The Sunday screening day at Tartu College was a great collection of four eclectic films that provided further insight into Estonian culture, past and present.

The first film, Wolf’s Hour, was a story about Estonian writer, playwright, director and lecturer Mati Unt. Author Sirje Kiin introduced the film, and said Mati was one of the first “open” feminists in Estonia and created interesting and strong roles for women in his productions.

Mati was a prolific writer and directed at least 100 plays during his career. Again, a fascinating insight into life in Estonia in the 1960s, a difficult time for many. This film was directed by Maria Avdjushko.

A fantastic production came next featuring Estonia’s very own, and very famous, heavy metal band Metsatöll. Director Liina Paakspuu attended this screening and said she followed the band for two years in order to gain footage from the notoriously camera-shy band members.

Metsatöll has stayed true to its roots, performing in Estonian, and has shunned offers to produce their music in English. They seem to be the stronger for it, and their deep energy echoes with traditional folk music undertones. The result is utterly captivating and completely soul satisfying. This film also featured Finnish metal band Finntroll and it was interesting to see the similarities in the Nordic folk metal music scene.

Estonia has a strong animation culture in its film production, and the charming and poignant film “Empty Space” featured this technique. Director Ülo Pikkov told the story of Leonard Lina, a former officer of the Estonian Defence Forces, who went into hiding to avoid capture and imprisonment. While in exile, he built a miniature replica of his home, complete with furniture and housewares, for his daughter, who he didn’t see for ten years.

The film featured an animated doll that moved through the rooms of the house – and the set featured the actual replica built by Lina that is now housed at the Toy Museum in Tartu, Estonia.
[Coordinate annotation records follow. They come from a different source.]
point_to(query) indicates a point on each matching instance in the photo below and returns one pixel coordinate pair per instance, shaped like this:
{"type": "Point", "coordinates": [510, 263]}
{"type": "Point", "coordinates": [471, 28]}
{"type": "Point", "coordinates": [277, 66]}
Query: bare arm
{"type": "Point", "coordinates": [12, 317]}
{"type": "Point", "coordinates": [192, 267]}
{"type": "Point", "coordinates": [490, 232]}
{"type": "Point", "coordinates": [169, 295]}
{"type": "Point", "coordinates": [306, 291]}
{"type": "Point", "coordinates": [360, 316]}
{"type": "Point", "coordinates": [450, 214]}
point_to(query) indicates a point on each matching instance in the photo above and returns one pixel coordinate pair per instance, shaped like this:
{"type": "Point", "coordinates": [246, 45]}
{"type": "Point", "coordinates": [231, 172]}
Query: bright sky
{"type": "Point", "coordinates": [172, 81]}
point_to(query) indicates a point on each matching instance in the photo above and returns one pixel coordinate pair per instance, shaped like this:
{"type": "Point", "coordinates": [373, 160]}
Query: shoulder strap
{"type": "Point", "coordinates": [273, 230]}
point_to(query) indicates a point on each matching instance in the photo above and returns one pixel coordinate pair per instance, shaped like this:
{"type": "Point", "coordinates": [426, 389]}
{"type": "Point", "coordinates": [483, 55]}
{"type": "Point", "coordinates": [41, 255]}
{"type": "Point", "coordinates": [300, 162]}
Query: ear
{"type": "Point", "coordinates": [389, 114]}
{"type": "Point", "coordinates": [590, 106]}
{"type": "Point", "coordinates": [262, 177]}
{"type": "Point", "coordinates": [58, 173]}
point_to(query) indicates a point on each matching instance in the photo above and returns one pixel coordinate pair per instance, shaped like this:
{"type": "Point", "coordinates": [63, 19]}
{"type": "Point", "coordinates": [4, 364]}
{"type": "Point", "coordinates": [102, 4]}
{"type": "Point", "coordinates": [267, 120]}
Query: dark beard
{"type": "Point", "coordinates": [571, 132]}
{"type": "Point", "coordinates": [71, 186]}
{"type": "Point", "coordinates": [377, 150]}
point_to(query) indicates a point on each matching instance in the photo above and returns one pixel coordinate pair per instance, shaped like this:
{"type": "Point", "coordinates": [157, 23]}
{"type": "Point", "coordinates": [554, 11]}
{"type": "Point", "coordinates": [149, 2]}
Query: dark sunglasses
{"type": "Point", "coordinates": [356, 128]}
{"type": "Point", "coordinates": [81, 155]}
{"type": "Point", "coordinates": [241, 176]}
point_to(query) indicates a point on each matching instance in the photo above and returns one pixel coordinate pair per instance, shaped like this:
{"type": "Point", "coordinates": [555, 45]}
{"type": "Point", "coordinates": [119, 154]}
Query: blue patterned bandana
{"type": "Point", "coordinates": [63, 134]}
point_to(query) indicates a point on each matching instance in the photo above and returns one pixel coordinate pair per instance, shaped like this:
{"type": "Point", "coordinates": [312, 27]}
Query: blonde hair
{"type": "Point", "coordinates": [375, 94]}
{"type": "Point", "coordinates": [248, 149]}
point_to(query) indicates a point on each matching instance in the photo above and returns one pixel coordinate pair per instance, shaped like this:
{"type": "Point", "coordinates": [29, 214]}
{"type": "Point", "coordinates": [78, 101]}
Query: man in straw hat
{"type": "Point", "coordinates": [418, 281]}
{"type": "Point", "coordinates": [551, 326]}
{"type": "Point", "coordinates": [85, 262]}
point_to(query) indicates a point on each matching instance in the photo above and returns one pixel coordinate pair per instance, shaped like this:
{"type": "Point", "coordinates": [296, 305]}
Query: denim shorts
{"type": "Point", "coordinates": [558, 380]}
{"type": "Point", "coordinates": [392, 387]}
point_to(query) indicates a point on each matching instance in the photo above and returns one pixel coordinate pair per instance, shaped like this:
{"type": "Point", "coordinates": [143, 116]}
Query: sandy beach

Award-winning Estonian animator, director and designer Priit Tender also came to EstDocs and conducted a workshop during the festival.

“Land of Soul” told the story of the renovation of a 100 year-old church built by Estonian immigrants in the countryside six hours outside Chicago. With its leaky roof, leaning tower and overgrown gravestones, the church and its site were in danger of falling into ruin. Chicago resident and Estonian native son Jaan Karukapp called Tonis Magi, one of the most influential names in Estonian rock music, to come and help. Together, they saved the church by mounting a successful concert and fundraiser that caught the heartstrings of the local but rather far-flung Estonian community.

EstDocs was so rich this year because of the fantastic programming that featured diverse topics and fascinating people. I had a great conversation with Karin Haze, one of the jurors, who is the creative director of the Cinema Feast in Montreal. An established film-maker, she said her experience as an EstDocs judge was wonderful because it gave her insight into a new culture and enabled her to connect with other film-makers. It is like traveling, she said, a completely rewarding experience.

My own small contribution to spreading our culture is to invite non-Estonian friends to watch the films with me. I did so again this year; one friend came to see The Master Plan and the other to Out of Fashion. Both found coming to EstDocs eye-opening, interesting and a chance to get a good glimpse into world events and issues.

Because Estonians are becoming increasingly globally connected, as is everyone. In this day and age when information passes so fluidly across countries and we are able to connect with each other so easily, possibilities open up. We can learn to care about one another by being interested in issues that are beyond our everyday scope of knowledge and pitch in to get involved. Or maybe just spread the word about things that move us.

It truly may be one way we can make a positive difference in the world – and just think, all it takes is watching a few films.